En los días de mucho calor, solíamos ir al arroyo a darnos unos buenos baños.
Si bien era un pequeño curso de agua, para nosotros, niños pequeños, bañarnos allí era una gran diversión.
En el tramo de mayor profundidad, apenas alcanzaba la altura del cuello del niño más alto del grupo, que, en definitiva, al ser el de mayor de edad, era quien nos indicaba a nosotros las precauciones a tomar en cuanto a los baños en el lugar.
“Ustedes pueden ir hasta el alambre”, nos decía nuestro “instructor”, señalando un alambre que atravesaba el arroyo a una altura de veinte centímetros sobre el nivel del agua.
Y como consecuencia de esta limitación, nació el desafío, y con él, el afán de cruzar al otro lado del alambre.
Esto no era posible en presencia de nuestro “instructor”, así que, un día que él no vino, nos dijimos que era el momento adecuado para arriesgarnos.

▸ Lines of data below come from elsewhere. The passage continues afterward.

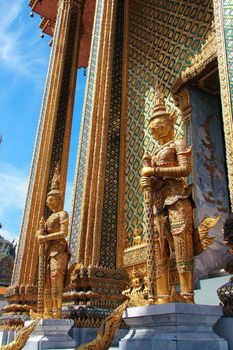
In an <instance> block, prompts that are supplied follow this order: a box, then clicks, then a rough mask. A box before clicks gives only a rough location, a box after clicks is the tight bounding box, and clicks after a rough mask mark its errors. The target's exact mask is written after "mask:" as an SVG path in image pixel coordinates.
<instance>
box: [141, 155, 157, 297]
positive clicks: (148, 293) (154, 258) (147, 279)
mask: <svg viewBox="0 0 233 350" xmlns="http://www.w3.org/2000/svg"><path fill="white" fill-rule="evenodd" d="M142 164H143V167H151V157H150V155H149V153H148V152H146V153H145V155H144V156H143V159H142ZM143 194H144V221H145V230H146V232H145V234H146V239H147V283H148V302H149V303H150V304H153V303H154V302H155V291H156V288H155V238H154V215H153V193H152V187H151V184H150V186H146V187H144V188H143Z"/></svg>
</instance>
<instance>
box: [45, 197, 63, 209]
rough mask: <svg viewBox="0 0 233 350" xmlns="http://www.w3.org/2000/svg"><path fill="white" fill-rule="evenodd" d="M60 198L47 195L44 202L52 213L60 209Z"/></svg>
mask: <svg viewBox="0 0 233 350" xmlns="http://www.w3.org/2000/svg"><path fill="white" fill-rule="evenodd" d="M60 202H61V200H60V198H59V197H58V196H55V195H49V196H48V197H47V200H46V204H47V206H48V207H49V209H51V210H52V211H53V212H54V211H57V210H58V209H59V208H60Z"/></svg>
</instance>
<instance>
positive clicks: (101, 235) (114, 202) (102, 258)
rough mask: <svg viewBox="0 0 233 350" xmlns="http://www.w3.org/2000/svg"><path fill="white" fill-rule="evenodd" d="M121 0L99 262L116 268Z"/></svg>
mask: <svg viewBox="0 0 233 350" xmlns="http://www.w3.org/2000/svg"><path fill="white" fill-rule="evenodd" d="M123 26H124V0H118V2H117V19H116V30H115V38H114V54H113V68H112V86H111V100H110V115H109V133H108V145H107V157H106V172H105V180H104V200H103V215H102V227H101V241H100V265H101V266H104V267H108V268H111V269H114V268H116V254H117V223H118V220H117V212H118V190H119V189H118V187H119V166H120V127H121V100H122V95H121V89H122V70H121V67H122V56H123V37H124V31H123Z"/></svg>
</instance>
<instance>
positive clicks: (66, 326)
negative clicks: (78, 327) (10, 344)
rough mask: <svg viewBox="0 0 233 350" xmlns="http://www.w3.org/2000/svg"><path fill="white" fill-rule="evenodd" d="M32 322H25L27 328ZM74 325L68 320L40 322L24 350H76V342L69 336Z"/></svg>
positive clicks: (50, 319) (31, 336)
mask: <svg viewBox="0 0 233 350" xmlns="http://www.w3.org/2000/svg"><path fill="white" fill-rule="evenodd" d="M31 322H32V321H27V322H25V326H28V325H29V324H30V323H31ZM73 324H74V321H73V320H68V319H62V320H56V319H48V320H40V322H39V323H38V325H37V326H36V328H35V330H34V331H33V332H32V334H31V336H30V338H29V339H28V341H27V343H26V345H25V346H24V347H23V350H39V349H46V350H47V349H66V350H71V349H74V348H75V341H74V340H73V339H72V338H71V337H70V336H69V335H68V332H69V330H70V328H71V327H72V326H73Z"/></svg>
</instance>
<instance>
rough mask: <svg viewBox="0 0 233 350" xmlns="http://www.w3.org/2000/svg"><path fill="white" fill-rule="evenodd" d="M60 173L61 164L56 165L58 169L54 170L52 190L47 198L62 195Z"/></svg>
mask: <svg viewBox="0 0 233 350" xmlns="http://www.w3.org/2000/svg"><path fill="white" fill-rule="evenodd" d="M59 185H60V172H59V164H57V165H56V168H55V170H54V175H53V178H52V184H51V190H50V191H49V193H48V194H47V196H51V195H56V196H58V195H61V191H60V187H59Z"/></svg>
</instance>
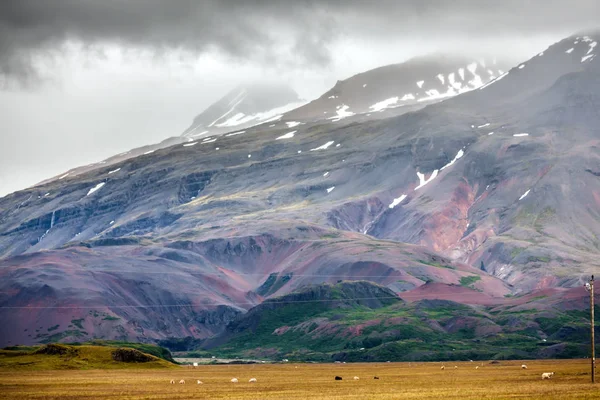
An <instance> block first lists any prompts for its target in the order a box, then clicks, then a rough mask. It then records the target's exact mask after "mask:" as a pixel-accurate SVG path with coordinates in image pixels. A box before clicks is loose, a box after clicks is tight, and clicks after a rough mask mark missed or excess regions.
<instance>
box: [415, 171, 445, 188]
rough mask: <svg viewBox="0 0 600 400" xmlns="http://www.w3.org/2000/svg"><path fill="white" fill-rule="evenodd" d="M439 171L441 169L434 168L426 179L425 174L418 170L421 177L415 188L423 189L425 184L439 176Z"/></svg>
mask: <svg viewBox="0 0 600 400" xmlns="http://www.w3.org/2000/svg"><path fill="white" fill-rule="evenodd" d="M438 172H439V171H438V170H437V169H436V170H434V171H433V173H432V174H431V176H430V177H429V179H425V174H422V173H420V172H419V171H417V177H418V178H419V186H417V187H416V188H415V190H418V189H421V188H422V187H423V186H425V185H427V184H428V183H429V182H431V181H433V180H434V179H435V178H436V177H437V174H438Z"/></svg>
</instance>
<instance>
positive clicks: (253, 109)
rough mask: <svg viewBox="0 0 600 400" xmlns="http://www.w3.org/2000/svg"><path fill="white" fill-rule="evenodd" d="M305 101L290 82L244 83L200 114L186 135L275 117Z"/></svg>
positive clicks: (260, 123)
mask: <svg viewBox="0 0 600 400" xmlns="http://www.w3.org/2000/svg"><path fill="white" fill-rule="evenodd" d="M303 104H304V102H302V101H301V100H300V99H299V98H298V94H297V93H296V92H295V91H294V90H293V89H291V88H290V87H289V86H287V85H282V84H264V83H262V84H253V85H241V86H238V87H236V88H235V89H233V90H232V91H230V92H229V93H228V94H227V95H225V96H224V97H223V98H221V99H220V100H219V101H217V102H216V103H214V104H213V105H211V106H210V107H208V108H207V109H206V110H204V111H203V112H202V113H201V114H199V115H198V116H196V118H194V122H193V123H192V125H191V126H190V127H189V128H188V129H186V130H185V132H184V133H183V135H182V136H185V137H189V138H194V137H199V136H206V135H208V134H215V133H217V134H218V133H224V132H228V131H231V130H235V129H243V128H247V127H250V126H254V125H257V124H261V123H264V122H269V121H275V120H277V119H279V118H281V116H282V115H283V114H284V113H285V112H287V111H290V110H292V109H294V108H297V107H300V106H301V105H303Z"/></svg>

Lo recuerdo perfectamente, me agarré del alambre y pasé mi cabeza por debajo y sin soltarme miré hacia el otro lado y sentí un escozor en la piel, un miedo súbito, como si de ese lado del alambre estuviera corriendo algún peligro desconocido.
Eso pasó hace muchos años. Hoy, siendo ya un adulto, volví en una visita ocasional a los campos mencionados y visité entre otros lugares, el arroyo conocido.
Y aquí está el punto. Sin ni siquiera desvestirme como para darme un baño, sólo mirando el mismo punto del arroyo, y recordando esas escenas, pude sentir en todo el cuerpo el mismo escozor y la misma sensación de angustia, tal como si estuviera volviendo a pasar para el otro lado.